My own experience is that it's best simply to contact them directly — via their website, if it has that feature or provides an email address, or else simply by fax (the French are so-o-o nineties about certain things!  )

They'll require a deposit to confirm the booking; usually, they'll provide you with IBAN/BIC details of their bank account. You can then transfer the funds directly to them for the same cost as if you were transferring it to an Irish bank down the road.


----------



## sysman (1 Mar 2006)

But as the sites are Haven Holiday (Siblu) owned - If I contact them directly from their website www.siblu.ie I'll have to pay more then if I book directly with the owner of a mobile home that is on one of the Haven Holiday (Siblu) sites. I was looking at [broken link removed] has anyone used this or is there a better service for contacting owners directly.


----------



## DrMoriarty (1 Mar 2006)

You could try  (private small ads), searching by type and by _département_. The _Vendée_ — where those sites are — is no. 85, _Charente-Maritime_, further south, is no. 17, and _Loire-Atlantique_, to the north, is no. 44. However, even though the website has an English version, you may find that some of the ads are only in French.

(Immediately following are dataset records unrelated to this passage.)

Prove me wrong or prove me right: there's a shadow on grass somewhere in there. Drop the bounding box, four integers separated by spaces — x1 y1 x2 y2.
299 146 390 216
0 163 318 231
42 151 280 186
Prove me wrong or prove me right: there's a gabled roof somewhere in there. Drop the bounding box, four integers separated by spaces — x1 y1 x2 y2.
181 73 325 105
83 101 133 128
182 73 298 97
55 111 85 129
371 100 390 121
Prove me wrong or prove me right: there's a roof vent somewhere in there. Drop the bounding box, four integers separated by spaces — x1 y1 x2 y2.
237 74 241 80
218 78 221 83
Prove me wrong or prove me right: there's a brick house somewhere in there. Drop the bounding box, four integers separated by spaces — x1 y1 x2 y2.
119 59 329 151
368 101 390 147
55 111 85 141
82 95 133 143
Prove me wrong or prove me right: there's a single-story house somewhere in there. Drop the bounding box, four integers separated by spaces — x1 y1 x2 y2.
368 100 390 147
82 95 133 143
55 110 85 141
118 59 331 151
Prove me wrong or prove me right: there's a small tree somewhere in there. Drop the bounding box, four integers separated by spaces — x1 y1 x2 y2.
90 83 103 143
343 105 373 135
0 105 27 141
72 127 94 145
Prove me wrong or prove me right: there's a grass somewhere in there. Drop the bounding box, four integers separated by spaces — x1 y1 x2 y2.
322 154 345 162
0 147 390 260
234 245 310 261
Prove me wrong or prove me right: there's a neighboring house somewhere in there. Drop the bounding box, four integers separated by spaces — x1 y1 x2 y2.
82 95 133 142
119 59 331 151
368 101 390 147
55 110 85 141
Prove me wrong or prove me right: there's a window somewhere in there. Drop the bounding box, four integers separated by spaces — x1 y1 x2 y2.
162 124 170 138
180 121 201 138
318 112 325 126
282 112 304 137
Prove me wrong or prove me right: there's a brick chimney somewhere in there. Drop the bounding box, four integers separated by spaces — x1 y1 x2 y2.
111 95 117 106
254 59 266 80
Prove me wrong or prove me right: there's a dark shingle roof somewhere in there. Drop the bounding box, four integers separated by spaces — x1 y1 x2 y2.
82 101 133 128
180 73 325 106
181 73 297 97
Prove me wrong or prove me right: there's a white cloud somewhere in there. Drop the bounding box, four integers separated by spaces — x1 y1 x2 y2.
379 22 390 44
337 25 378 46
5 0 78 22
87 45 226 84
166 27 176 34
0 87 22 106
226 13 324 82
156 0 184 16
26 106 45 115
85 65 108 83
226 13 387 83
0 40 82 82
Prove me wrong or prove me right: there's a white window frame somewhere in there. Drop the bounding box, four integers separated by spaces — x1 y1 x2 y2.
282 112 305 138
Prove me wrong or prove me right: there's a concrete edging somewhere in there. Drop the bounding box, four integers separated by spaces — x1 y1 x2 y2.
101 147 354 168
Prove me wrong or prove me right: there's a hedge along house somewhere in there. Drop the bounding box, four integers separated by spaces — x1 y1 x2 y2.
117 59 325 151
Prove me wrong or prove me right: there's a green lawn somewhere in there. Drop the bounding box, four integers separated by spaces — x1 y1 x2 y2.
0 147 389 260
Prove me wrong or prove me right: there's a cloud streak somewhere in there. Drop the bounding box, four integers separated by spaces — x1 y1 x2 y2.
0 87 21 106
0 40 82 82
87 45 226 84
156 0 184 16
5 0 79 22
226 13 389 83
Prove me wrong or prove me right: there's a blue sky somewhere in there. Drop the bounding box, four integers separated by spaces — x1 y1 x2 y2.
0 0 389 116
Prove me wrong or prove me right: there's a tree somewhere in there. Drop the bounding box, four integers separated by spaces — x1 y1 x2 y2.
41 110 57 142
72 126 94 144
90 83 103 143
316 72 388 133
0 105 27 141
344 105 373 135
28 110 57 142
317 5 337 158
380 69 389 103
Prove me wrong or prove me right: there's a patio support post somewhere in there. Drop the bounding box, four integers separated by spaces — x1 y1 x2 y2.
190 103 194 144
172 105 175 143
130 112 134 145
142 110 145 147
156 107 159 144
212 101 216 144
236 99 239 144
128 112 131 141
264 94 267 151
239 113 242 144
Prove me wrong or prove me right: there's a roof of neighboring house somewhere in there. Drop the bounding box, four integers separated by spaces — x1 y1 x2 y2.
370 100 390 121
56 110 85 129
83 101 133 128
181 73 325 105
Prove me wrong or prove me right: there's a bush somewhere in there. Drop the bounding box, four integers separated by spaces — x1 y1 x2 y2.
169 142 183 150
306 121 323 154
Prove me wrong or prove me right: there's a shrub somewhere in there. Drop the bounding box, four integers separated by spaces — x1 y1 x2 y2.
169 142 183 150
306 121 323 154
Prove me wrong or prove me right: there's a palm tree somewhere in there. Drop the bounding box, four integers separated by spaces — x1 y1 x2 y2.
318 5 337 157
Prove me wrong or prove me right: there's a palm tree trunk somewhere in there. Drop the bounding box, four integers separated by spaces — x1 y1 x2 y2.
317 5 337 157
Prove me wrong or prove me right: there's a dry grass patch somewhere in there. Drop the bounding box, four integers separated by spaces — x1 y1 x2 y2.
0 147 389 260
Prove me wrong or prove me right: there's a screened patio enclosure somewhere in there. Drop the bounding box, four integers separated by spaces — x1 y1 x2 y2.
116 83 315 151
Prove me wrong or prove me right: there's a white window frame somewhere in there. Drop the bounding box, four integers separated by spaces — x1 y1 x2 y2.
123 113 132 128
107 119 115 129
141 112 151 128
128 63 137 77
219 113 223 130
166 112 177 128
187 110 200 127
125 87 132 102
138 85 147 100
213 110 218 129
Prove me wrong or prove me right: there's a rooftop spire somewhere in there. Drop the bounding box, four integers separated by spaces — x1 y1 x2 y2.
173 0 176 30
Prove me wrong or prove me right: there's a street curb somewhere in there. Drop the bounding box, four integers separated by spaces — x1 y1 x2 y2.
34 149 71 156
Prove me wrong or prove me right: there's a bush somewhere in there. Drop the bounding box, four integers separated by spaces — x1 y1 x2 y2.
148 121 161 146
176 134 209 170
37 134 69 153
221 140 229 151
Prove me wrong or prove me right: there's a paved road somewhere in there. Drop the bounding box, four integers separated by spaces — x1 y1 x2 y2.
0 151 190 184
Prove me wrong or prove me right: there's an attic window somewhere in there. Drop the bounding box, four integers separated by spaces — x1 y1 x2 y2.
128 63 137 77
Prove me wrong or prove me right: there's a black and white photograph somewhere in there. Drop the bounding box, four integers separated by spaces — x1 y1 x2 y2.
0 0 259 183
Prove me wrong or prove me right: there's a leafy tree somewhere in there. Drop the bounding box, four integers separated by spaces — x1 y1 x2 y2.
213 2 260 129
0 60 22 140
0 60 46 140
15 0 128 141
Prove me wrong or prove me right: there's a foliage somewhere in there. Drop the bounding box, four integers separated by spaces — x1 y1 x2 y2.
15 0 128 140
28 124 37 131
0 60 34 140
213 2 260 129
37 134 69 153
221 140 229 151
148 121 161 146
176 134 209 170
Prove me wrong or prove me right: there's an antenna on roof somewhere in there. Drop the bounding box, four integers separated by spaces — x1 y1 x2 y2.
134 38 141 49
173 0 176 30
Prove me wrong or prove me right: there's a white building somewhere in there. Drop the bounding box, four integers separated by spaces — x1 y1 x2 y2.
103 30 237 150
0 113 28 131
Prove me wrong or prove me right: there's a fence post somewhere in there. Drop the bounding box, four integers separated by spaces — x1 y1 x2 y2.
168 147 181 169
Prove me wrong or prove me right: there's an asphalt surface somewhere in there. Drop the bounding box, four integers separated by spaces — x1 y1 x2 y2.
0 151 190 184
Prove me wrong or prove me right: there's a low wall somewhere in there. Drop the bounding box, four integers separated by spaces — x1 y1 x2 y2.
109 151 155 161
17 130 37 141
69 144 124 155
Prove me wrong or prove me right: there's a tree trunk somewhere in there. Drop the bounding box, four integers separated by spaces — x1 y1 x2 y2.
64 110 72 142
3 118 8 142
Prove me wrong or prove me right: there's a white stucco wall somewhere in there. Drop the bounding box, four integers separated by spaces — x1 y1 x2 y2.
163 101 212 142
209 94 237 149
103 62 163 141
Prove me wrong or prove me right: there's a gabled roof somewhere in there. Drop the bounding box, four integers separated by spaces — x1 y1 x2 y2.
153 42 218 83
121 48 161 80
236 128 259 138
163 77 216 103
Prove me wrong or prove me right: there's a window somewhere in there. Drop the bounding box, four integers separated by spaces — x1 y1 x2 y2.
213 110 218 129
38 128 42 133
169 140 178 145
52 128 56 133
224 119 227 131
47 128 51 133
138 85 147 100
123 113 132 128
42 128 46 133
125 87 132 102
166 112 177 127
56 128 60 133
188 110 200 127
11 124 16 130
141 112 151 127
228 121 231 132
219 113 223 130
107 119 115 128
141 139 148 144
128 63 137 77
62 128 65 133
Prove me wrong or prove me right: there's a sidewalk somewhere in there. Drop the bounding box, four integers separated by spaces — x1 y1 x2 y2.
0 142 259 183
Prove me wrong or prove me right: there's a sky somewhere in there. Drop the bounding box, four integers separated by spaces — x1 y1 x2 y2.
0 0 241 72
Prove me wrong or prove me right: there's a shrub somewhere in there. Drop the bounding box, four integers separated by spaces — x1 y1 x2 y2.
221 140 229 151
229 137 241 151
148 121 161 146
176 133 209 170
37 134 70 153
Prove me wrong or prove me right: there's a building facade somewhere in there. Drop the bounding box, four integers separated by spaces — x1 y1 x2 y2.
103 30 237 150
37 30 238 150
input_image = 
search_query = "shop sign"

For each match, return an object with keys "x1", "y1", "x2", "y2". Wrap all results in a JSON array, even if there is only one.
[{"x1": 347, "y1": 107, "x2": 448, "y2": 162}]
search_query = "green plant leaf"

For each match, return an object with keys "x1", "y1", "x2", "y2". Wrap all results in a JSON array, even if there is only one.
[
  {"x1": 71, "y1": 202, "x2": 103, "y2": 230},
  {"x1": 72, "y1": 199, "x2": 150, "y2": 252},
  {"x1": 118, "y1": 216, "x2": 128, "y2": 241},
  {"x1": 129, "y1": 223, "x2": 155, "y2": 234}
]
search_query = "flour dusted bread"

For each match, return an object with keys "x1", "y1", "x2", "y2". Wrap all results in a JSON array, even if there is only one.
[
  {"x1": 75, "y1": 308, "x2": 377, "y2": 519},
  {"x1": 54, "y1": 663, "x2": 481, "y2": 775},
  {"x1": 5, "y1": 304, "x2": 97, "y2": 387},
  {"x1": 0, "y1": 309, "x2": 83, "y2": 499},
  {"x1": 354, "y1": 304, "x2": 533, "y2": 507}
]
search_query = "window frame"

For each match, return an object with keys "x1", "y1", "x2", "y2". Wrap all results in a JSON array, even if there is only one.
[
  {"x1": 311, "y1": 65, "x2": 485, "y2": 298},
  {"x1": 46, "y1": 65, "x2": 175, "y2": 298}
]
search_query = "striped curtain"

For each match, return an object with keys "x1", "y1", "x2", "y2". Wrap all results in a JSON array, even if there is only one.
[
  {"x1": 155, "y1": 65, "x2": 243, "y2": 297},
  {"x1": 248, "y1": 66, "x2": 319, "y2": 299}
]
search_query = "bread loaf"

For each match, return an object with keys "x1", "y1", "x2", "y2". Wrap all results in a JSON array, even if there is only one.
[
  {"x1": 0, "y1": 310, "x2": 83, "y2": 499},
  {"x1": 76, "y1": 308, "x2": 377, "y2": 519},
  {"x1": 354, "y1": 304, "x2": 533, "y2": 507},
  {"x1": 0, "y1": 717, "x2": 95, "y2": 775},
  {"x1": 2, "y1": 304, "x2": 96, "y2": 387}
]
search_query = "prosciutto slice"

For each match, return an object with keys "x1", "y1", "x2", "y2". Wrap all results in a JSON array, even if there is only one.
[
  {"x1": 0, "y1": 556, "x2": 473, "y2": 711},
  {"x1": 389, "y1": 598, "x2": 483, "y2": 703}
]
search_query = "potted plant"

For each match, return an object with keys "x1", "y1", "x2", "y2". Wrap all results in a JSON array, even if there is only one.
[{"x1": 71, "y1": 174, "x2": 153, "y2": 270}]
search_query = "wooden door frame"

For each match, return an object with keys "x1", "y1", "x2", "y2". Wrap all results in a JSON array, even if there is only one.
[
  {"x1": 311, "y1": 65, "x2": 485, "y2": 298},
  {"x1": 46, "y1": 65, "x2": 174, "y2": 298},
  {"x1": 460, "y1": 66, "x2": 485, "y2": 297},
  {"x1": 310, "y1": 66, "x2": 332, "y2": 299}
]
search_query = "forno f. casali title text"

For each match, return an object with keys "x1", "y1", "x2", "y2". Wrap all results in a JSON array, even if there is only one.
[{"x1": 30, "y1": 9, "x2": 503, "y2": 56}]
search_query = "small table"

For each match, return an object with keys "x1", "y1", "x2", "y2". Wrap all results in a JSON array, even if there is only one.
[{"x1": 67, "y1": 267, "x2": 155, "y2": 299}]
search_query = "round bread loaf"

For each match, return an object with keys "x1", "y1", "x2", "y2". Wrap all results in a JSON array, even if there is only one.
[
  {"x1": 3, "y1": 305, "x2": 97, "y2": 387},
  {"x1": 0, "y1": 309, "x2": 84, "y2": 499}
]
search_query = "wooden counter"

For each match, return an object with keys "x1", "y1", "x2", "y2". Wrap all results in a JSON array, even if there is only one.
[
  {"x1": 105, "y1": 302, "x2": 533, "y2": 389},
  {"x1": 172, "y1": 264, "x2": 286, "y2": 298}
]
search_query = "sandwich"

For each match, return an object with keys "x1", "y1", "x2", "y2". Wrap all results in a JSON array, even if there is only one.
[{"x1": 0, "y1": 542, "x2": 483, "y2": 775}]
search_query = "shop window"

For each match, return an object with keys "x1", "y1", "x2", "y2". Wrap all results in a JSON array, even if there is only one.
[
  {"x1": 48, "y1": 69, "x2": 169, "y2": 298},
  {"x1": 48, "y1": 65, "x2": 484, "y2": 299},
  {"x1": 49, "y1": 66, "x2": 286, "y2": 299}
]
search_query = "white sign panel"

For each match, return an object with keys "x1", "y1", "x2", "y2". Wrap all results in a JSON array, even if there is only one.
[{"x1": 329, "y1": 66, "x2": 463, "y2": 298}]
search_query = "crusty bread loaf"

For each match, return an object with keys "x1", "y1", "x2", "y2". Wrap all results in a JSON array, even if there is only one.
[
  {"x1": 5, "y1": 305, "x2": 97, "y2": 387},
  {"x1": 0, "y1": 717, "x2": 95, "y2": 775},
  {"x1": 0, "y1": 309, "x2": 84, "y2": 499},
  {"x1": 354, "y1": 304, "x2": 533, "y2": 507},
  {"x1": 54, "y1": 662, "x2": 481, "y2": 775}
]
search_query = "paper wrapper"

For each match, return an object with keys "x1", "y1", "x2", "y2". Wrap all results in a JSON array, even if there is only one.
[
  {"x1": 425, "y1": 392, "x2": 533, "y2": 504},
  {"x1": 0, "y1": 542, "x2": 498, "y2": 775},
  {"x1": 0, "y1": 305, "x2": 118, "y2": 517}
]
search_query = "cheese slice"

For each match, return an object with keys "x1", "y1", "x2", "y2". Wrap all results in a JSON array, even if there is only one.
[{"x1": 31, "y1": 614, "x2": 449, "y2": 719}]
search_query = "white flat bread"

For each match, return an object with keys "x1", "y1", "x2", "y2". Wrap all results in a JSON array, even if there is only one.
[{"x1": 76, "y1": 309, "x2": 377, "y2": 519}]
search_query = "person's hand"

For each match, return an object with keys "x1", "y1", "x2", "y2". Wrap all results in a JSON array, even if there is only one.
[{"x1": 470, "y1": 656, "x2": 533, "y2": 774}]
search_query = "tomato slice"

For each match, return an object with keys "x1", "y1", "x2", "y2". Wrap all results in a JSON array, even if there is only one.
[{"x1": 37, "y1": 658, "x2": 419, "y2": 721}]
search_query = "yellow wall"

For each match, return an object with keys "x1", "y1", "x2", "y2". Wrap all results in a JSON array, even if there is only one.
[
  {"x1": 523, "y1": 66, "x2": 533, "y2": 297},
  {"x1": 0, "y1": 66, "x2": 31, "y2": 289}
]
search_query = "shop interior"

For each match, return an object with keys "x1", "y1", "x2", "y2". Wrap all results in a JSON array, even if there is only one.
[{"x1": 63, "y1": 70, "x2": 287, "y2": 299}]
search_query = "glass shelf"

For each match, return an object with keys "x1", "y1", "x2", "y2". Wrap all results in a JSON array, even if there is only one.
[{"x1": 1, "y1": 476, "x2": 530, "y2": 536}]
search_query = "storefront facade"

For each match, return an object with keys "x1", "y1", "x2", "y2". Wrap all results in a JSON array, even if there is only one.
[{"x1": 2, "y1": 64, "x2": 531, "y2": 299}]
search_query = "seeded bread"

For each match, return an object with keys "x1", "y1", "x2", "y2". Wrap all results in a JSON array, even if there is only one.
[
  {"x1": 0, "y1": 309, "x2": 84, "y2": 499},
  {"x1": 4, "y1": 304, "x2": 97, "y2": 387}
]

Have a look at  too. Lots of smaller/independent sites...


----------



## Grizzly (1 Mar 2006)

Have a look at www.campingsbretagnesud.com 

Griz.


----------



## burns (9 Mar 2006)

*Re: Le Clarys Plage*

Looking at booking this campsite and would be grateful
for anybody who has any knowledge of this site, and secondily
the available mobiles homes are across the road from the main
site, does anybody know how busy this road gets in July
Thanks


----------